How well is the government's loan modification working? Find out in this four-part WalletPop special report, which begins with this overview and continues with three profiles of those trying to get help, which can be found here, here and here.
If the goal of the federal government's loan modification program was to frustrate applicants, then it certainly is succeeding. But if its goal was to prevent foreclosures, the effort may simply be postponing that eventuality for many.
With an estimated 3.1 million mortgages at least two months delinquent, through the end of October, just 650,994 homeowners had received adjustments through the Home Affordable Modification Program (HAMP) -- a notable uptick from past reports and a measurable step toward the Obama administration's goal of helping 4 million by 2012.
But from the halls of Congress to Internet message boards, anger rises about mixed messages, delays and denials without explanation and, most tangibly, the sharp decline in converting short-term loan adjustments into something more meaningful.
Judy Lederman of Scarsdale, NY, has been turned down twice.
"I'm a single mom who got laid off 1 1/2 years ago and I've been freelancing but had to dip into my savings to pay the mortgage," Lederman told WalletPop. "I have an ARM interest-only (loan) on my single family home that's set to flip in June and the banks wouldn't refi me because of my income situation but they refused to help me with loan mod because they say I have to stop paying my mortgage first.
"The system stinks."
Many of those desperate for relief interviewed by WalletPop described being stuck in a vortex.

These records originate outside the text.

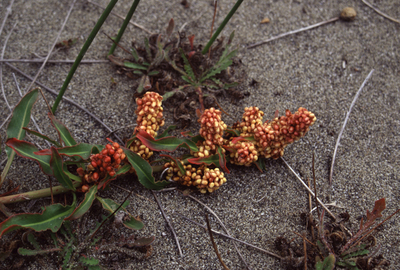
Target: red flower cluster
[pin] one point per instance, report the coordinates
(273, 137)
(150, 119)
(102, 164)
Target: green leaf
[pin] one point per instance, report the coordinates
(177, 162)
(56, 164)
(165, 132)
(135, 54)
(65, 135)
(111, 206)
(21, 117)
(168, 144)
(50, 219)
(327, 264)
(148, 51)
(82, 150)
(143, 171)
(40, 135)
(134, 66)
(27, 150)
(33, 241)
(85, 204)
(104, 182)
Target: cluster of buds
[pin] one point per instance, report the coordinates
(212, 127)
(245, 153)
(150, 119)
(203, 178)
(212, 130)
(102, 164)
(273, 137)
(252, 117)
(211, 181)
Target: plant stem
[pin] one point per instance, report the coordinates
(124, 25)
(36, 194)
(85, 47)
(222, 26)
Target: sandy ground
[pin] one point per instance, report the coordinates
(320, 70)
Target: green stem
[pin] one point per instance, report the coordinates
(222, 26)
(85, 47)
(124, 25)
(36, 194)
(7, 167)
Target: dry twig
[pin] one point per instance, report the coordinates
(292, 32)
(309, 190)
(168, 222)
(222, 224)
(344, 124)
(230, 237)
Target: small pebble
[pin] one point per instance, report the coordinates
(348, 14)
(265, 20)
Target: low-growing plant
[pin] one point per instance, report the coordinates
(169, 64)
(248, 142)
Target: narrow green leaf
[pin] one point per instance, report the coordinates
(143, 171)
(56, 164)
(21, 117)
(33, 241)
(65, 135)
(51, 218)
(104, 182)
(85, 204)
(134, 65)
(40, 135)
(27, 150)
(82, 150)
(147, 47)
(168, 144)
(111, 206)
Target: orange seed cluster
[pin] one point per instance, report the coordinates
(150, 119)
(102, 164)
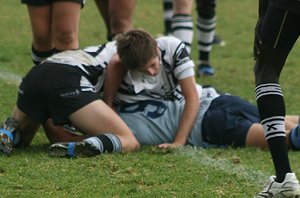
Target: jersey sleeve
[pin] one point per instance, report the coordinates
(177, 56)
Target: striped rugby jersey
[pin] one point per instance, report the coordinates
(92, 60)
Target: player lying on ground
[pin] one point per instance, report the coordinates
(222, 121)
(64, 87)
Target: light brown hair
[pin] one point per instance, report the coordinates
(136, 48)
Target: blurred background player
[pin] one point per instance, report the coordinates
(276, 32)
(178, 22)
(117, 15)
(55, 26)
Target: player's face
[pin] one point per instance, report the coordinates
(153, 66)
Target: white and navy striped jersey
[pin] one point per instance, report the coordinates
(175, 64)
(91, 60)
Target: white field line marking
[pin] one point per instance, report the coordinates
(10, 77)
(225, 165)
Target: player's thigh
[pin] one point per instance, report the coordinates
(183, 6)
(40, 19)
(65, 17)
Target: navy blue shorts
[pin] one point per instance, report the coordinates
(228, 120)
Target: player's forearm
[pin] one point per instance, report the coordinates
(262, 7)
(186, 123)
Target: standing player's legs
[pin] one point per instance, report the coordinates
(42, 43)
(168, 14)
(65, 24)
(102, 6)
(256, 137)
(206, 24)
(117, 15)
(279, 32)
(182, 22)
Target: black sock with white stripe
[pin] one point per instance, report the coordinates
(106, 143)
(271, 108)
(206, 31)
(182, 28)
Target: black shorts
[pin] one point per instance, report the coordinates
(54, 90)
(47, 2)
(290, 5)
(228, 120)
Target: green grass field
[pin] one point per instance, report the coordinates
(148, 172)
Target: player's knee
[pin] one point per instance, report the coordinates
(206, 9)
(269, 64)
(65, 38)
(130, 144)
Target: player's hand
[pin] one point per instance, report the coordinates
(170, 145)
(257, 49)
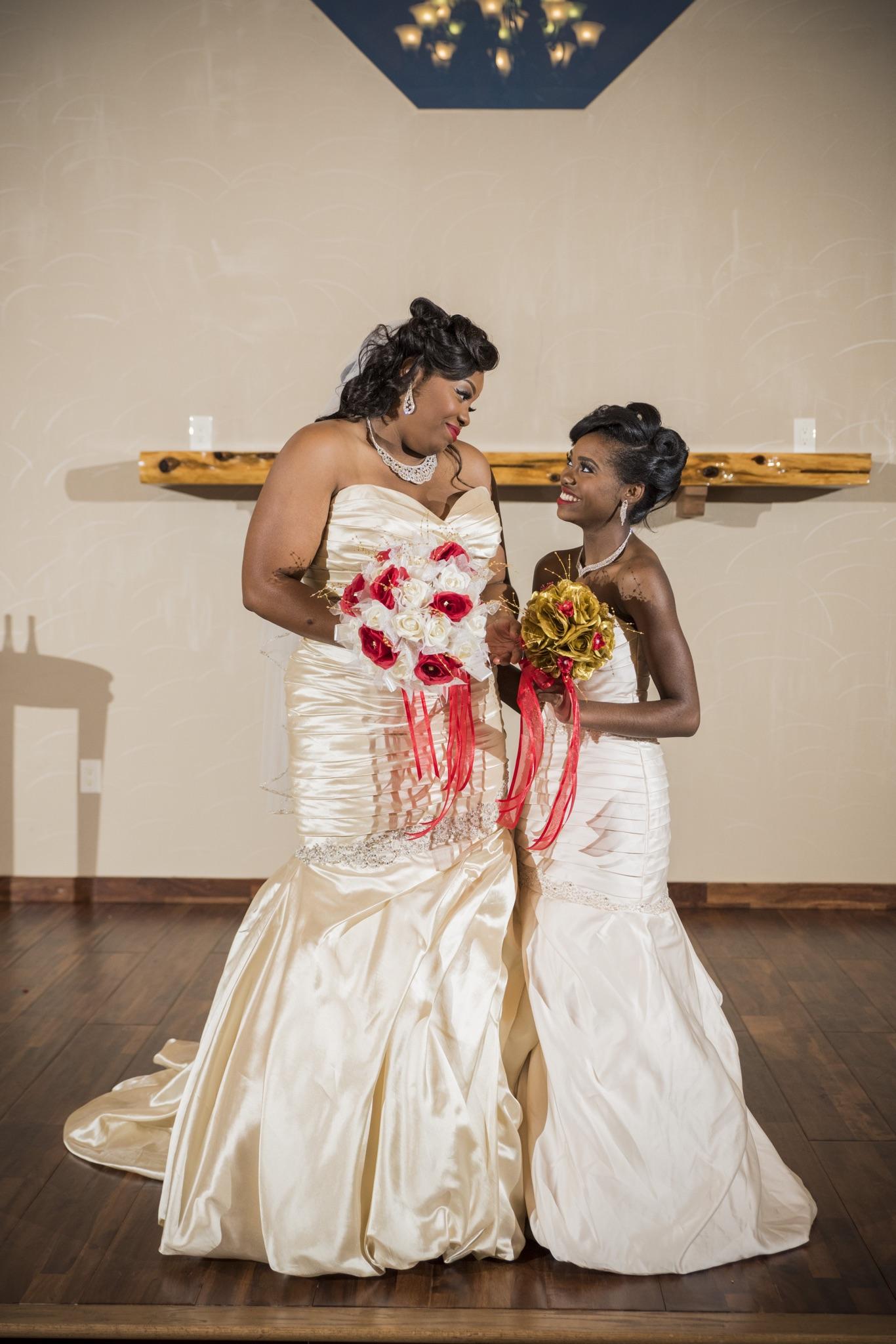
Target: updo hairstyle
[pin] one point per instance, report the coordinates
(645, 452)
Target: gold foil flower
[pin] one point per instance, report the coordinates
(567, 621)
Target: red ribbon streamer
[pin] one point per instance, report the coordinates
(566, 792)
(460, 750)
(528, 754)
(531, 747)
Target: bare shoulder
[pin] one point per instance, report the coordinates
(474, 465)
(325, 448)
(641, 577)
(555, 565)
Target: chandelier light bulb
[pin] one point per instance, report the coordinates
(504, 61)
(410, 37)
(587, 34)
(425, 15)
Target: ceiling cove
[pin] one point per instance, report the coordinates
(502, 54)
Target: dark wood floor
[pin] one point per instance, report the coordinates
(89, 994)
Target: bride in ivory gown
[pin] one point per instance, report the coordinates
(347, 1108)
(641, 1156)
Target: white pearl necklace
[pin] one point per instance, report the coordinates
(415, 474)
(601, 565)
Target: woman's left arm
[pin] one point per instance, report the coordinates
(645, 593)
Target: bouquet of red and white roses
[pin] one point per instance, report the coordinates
(417, 620)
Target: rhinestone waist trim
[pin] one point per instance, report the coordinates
(390, 846)
(531, 881)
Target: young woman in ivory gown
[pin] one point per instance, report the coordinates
(347, 1108)
(641, 1155)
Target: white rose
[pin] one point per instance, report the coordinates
(403, 668)
(374, 616)
(453, 579)
(464, 648)
(438, 632)
(414, 592)
(410, 625)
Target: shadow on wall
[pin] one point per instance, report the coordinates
(35, 681)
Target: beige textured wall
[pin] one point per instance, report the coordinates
(209, 203)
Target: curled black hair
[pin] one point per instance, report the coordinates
(647, 452)
(432, 341)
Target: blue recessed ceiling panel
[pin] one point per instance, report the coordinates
(543, 68)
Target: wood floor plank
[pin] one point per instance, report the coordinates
(758, 990)
(872, 1060)
(826, 1099)
(186, 1018)
(724, 933)
(91, 1065)
(733, 1017)
(66, 1231)
(390, 1326)
(493, 1284)
(136, 928)
(29, 1155)
(852, 934)
(410, 1288)
(864, 1177)
(832, 999)
(878, 982)
(23, 928)
(132, 1270)
(41, 1034)
(247, 1284)
(167, 967)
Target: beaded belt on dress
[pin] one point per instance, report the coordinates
(533, 881)
(390, 846)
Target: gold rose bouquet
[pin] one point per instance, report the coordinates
(567, 635)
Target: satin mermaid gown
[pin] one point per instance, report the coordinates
(347, 1108)
(641, 1156)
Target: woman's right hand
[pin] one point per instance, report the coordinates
(502, 635)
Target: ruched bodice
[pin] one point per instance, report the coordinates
(346, 732)
(626, 677)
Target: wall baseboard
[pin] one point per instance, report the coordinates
(239, 891)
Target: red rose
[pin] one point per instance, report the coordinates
(455, 605)
(351, 593)
(437, 668)
(377, 648)
(449, 551)
(384, 582)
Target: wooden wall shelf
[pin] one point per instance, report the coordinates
(704, 471)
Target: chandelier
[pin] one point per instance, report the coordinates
(437, 30)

They receive a letter from their lender offering them a modification but when they call they are told they do not qualify; or they initiate contact and are told they cannot apply as long as they are current on their loan but, after falling behind in payments, they are told they no longer qualify because they are in arrears. Damned if you do, damned if you don't.

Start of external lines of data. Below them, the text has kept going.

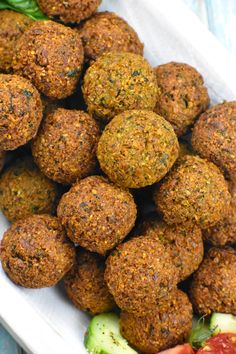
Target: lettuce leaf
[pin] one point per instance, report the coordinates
(27, 7)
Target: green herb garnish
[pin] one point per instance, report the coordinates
(200, 333)
(27, 7)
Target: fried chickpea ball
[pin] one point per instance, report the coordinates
(24, 191)
(214, 137)
(117, 82)
(20, 111)
(224, 232)
(35, 252)
(69, 11)
(51, 56)
(139, 274)
(194, 192)
(137, 149)
(65, 147)
(183, 95)
(2, 159)
(164, 327)
(213, 288)
(85, 284)
(184, 242)
(97, 214)
(12, 25)
(107, 32)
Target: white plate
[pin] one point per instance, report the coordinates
(44, 321)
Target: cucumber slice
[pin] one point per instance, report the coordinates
(103, 336)
(222, 323)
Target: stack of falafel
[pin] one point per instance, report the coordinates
(76, 191)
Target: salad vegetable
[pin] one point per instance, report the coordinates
(27, 7)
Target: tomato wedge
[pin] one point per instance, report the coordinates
(180, 349)
(223, 343)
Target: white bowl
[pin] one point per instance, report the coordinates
(44, 321)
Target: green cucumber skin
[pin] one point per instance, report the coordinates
(222, 323)
(92, 337)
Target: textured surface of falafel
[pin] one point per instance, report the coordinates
(117, 82)
(195, 192)
(12, 25)
(35, 252)
(163, 328)
(65, 147)
(137, 148)
(2, 159)
(70, 10)
(97, 214)
(107, 32)
(20, 111)
(24, 191)
(51, 56)
(214, 285)
(139, 274)
(182, 241)
(214, 136)
(183, 95)
(85, 284)
(224, 232)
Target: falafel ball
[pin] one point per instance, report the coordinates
(183, 95)
(2, 159)
(224, 232)
(137, 149)
(184, 242)
(12, 25)
(51, 56)
(65, 147)
(164, 327)
(24, 191)
(69, 11)
(213, 288)
(107, 32)
(214, 136)
(85, 284)
(97, 214)
(20, 111)
(35, 252)
(117, 82)
(193, 192)
(139, 274)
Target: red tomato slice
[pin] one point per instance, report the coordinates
(180, 349)
(223, 343)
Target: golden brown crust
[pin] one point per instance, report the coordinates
(51, 56)
(214, 284)
(85, 284)
(161, 329)
(35, 252)
(214, 136)
(137, 148)
(20, 111)
(117, 82)
(25, 191)
(65, 147)
(70, 10)
(224, 232)
(183, 95)
(194, 192)
(107, 32)
(139, 274)
(13, 25)
(97, 214)
(184, 242)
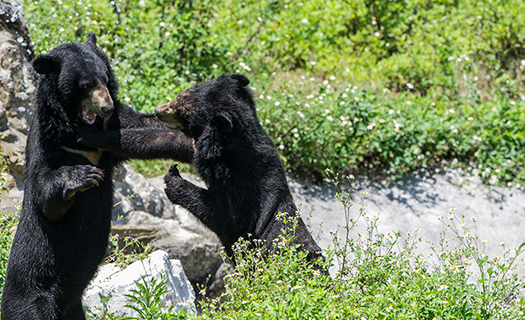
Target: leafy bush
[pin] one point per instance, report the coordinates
(379, 276)
(423, 59)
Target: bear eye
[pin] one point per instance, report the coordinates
(86, 85)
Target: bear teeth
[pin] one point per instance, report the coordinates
(88, 115)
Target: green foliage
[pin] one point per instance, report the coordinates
(156, 167)
(7, 222)
(380, 276)
(146, 301)
(417, 57)
(330, 124)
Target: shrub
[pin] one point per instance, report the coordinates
(421, 58)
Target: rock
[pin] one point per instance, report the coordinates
(417, 201)
(17, 91)
(114, 283)
(178, 232)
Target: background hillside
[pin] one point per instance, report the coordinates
(378, 86)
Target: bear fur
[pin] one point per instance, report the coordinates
(246, 181)
(65, 220)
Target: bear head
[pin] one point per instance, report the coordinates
(222, 105)
(80, 76)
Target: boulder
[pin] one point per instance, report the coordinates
(17, 91)
(106, 293)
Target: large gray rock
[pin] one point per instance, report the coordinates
(416, 202)
(179, 233)
(17, 90)
(106, 293)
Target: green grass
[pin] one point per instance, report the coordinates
(379, 276)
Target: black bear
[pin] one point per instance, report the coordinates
(246, 181)
(66, 212)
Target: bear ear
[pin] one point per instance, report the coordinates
(223, 123)
(92, 40)
(44, 64)
(243, 81)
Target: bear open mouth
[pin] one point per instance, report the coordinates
(88, 115)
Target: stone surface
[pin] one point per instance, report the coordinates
(114, 283)
(17, 91)
(416, 202)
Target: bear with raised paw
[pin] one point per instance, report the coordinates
(80, 131)
(246, 181)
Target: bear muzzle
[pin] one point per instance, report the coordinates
(98, 103)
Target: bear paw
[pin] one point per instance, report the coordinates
(81, 178)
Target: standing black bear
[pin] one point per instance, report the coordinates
(246, 181)
(66, 212)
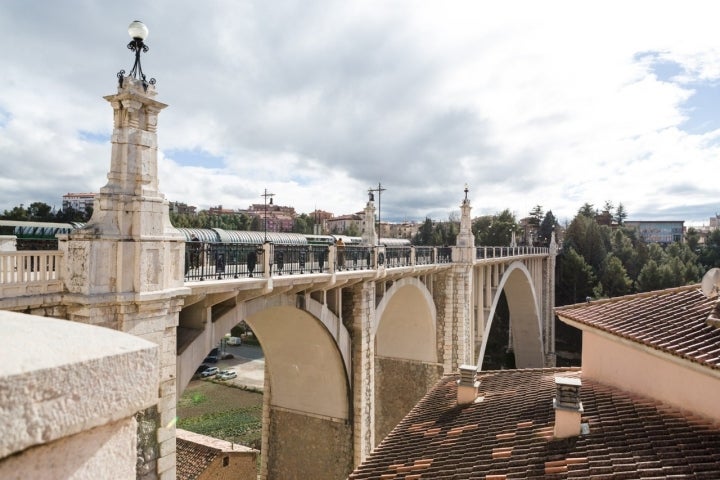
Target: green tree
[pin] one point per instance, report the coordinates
(589, 239)
(614, 280)
(692, 237)
(587, 210)
(547, 227)
(620, 214)
(425, 233)
(710, 254)
(17, 213)
(40, 212)
(536, 216)
(649, 278)
(575, 278)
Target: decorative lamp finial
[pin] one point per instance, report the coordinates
(138, 32)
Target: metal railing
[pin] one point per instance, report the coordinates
(500, 252)
(204, 261)
(36, 269)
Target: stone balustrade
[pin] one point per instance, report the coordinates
(70, 395)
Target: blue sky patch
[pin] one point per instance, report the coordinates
(4, 117)
(195, 158)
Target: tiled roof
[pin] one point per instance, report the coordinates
(195, 453)
(674, 321)
(509, 435)
(193, 459)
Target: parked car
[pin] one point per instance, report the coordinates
(226, 375)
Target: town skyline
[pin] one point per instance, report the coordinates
(319, 102)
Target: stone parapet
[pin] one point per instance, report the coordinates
(72, 387)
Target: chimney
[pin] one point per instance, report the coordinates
(467, 385)
(568, 407)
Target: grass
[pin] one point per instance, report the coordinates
(221, 411)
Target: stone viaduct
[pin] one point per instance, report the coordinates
(348, 353)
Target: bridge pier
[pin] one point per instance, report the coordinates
(124, 269)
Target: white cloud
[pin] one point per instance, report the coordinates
(530, 103)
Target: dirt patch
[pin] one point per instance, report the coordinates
(221, 411)
(204, 396)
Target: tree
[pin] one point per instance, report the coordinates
(620, 214)
(575, 278)
(424, 235)
(547, 227)
(41, 212)
(536, 216)
(692, 237)
(614, 280)
(589, 239)
(587, 210)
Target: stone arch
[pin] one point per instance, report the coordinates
(414, 336)
(307, 355)
(525, 318)
(406, 364)
(309, 430)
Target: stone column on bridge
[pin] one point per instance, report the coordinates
(124, 269)
(459, 335)
(369, 236)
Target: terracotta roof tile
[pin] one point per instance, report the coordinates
(687, 332)
(511, 436)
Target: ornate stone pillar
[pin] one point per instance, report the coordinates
(125, 267)
(369, 236)
(459, 323)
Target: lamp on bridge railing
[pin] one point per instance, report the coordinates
(138, 32)
(266, 195)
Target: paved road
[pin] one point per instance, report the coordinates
(249, 363)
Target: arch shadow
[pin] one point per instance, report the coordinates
(525, 319)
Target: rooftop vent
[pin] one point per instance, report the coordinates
(467, 385)
(568, 407)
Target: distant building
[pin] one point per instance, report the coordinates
(643, 405)
(78, 201)
(344, 222)
(221, 211)
(661, 231)
(278, 218)
(401, 230)
(182, 208)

"Customer service has been quite poor and it leaves people in a double state of bewilderment and fear," said Cy Richardson, vice president of housing and community development with the National Urban League. HAMP, he said, is "a very important tool in our toolkit" as the league co-hosts an Economic Empowerment Tour in major cities across the country and ramps up its foreclosure mitigation counseling under an $8 million economic recovery grant.
Alan M. White, professor at Valparaiso University School of Law, said that even for consumers who manage to find their way through the application process, a larger problem looms: the failure to convert three-month trial modifications to permanent ones.

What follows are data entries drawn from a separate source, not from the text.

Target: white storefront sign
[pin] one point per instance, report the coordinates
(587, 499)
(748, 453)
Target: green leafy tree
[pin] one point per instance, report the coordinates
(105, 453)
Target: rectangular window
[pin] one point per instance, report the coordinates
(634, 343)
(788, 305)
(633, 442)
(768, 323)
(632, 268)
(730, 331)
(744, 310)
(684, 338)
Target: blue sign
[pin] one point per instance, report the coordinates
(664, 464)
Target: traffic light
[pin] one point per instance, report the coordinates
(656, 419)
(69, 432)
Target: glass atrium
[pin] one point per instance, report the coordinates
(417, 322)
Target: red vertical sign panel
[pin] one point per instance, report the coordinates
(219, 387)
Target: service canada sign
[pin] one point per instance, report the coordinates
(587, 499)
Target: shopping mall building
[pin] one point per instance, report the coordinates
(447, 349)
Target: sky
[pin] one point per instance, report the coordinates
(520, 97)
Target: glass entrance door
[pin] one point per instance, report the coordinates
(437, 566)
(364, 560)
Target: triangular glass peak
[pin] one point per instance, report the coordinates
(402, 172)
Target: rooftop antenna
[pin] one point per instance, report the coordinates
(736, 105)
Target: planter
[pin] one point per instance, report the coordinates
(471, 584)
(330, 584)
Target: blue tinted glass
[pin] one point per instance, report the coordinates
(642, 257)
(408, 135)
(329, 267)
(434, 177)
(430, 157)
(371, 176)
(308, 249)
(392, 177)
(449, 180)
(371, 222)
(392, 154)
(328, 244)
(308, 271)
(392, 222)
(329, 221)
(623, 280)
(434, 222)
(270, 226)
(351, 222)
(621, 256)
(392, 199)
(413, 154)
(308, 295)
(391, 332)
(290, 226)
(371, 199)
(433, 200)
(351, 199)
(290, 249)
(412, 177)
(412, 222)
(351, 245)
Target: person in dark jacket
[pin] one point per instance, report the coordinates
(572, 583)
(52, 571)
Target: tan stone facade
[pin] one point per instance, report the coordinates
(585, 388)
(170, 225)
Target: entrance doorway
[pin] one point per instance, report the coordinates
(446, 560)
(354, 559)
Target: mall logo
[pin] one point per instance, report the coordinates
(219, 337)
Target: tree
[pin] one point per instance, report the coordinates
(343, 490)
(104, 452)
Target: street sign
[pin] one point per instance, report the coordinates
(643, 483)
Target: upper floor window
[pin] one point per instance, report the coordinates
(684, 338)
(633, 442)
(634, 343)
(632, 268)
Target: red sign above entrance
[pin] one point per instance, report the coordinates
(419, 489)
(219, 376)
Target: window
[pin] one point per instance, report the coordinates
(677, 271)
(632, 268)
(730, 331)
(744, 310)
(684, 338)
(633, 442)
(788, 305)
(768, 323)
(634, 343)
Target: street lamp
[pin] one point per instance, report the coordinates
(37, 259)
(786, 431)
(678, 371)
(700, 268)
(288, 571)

"The banks and Treasury are trumpeting the large number of temporary HAMP modifications implemented in the past six months," White told WalletPop. "The failure is in converting the three-month trial modifications to permanent modifications."
According to White's recent analysis of loans detailed in a Wells Fargo Bank investors' report, permanent modifications fell by half from their peak in February, and the vast majority actually increased homeowner debt.
When he testified before the House Committee on Commercial and Administrative Law this summer, White called it "kicking the can down the road."
These days, virtually every client that Orlando, Florida credit attorney Walter F. Benenati sees wants to modify a loan, but so far, only one has received a permanent modification.
Banks are "putting people in a six-month forbearance. At the end of the six months, they are under no obligation to do anything, to do a loan modification," Benenati told WalletPop. "What I feel is they are just wringing the towel dry."
Borrowers told WalletPop they find the definition of modification varies widely. Missed payments may simply be tacked onto the end of a loan, extending its life. interest rates may be lowered for a limited period of time, but then adjust higher than they were before the modification. Adding taxes and interest can increase payments markedly at a time when reducing monthly expenses is paramount.
More than a quarter of those given the temporary adjustments have re-defaulted within three months.
The costs of temporary modifications that fail -- or fail to convert to more permanent reductions -- are great, to struggling homeowners, to the taxpayers who finance HAMP and to neighborhoods already rife with foreclosures.
At its inception, HAMP was aimed at the then-current crisis: sub-prime loans, with their adjustable rates and balloon payments. Today, with unemployment stubbornly persisting, holders of more traditional fixed-interest loans need help, too. That has left some advocating vociferously for more lenders to reduce principal through modifications, even if it displeases their investors.
"If millions of homeowners lose out, thousands of investors are going to lose out too," Marc Morial, president of the National Urban League, told WalletPop. "It would be better to take a haircut now."